Why did that take five years? It is absolutely irritating, of course, to the sensibilities of any ordinary Canadian. It was an absurd situation.
The budget again is preoccupied with debt reduction. I again am the first to admit that we have to get out from under the crippling debt, a crippling debt that developed largely under the Trudeau years and the Mulroney years. Frankly, it grew and expanded and exploded, and it was not just over-spending that led to the accumulation of this $500 billion plus debt. Part of it was the fact that we do not hold or carry our own debt internally and domestically like we once did.
In fact, our debt was farmed out to foreign banks and foreign bond holders, so we were paying interest at a much higher rate than we used to. Essentially we were paying interest on the open market. As we all know, we went through a period when there were interest rates of 12%, 14% and 18%. That debt was just compounding and spiralling out of control, partly because of our own bad policy choice, I would argue.

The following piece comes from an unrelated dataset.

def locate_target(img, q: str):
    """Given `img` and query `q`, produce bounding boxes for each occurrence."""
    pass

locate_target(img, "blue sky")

It is part of our campaign platform this time around to repatriate some of that debt at least, to refinance so that we do not have to make these choices of paying down the debt or providing basic needs to Canadians. We believe we can do both. We can have a sensible debt reduction program and we can still reinvest in Canadians to deal with the social deficit, reinvest in our infrastructure to deal with the infrastructure deficit in municipalities, and do any other number of other good things.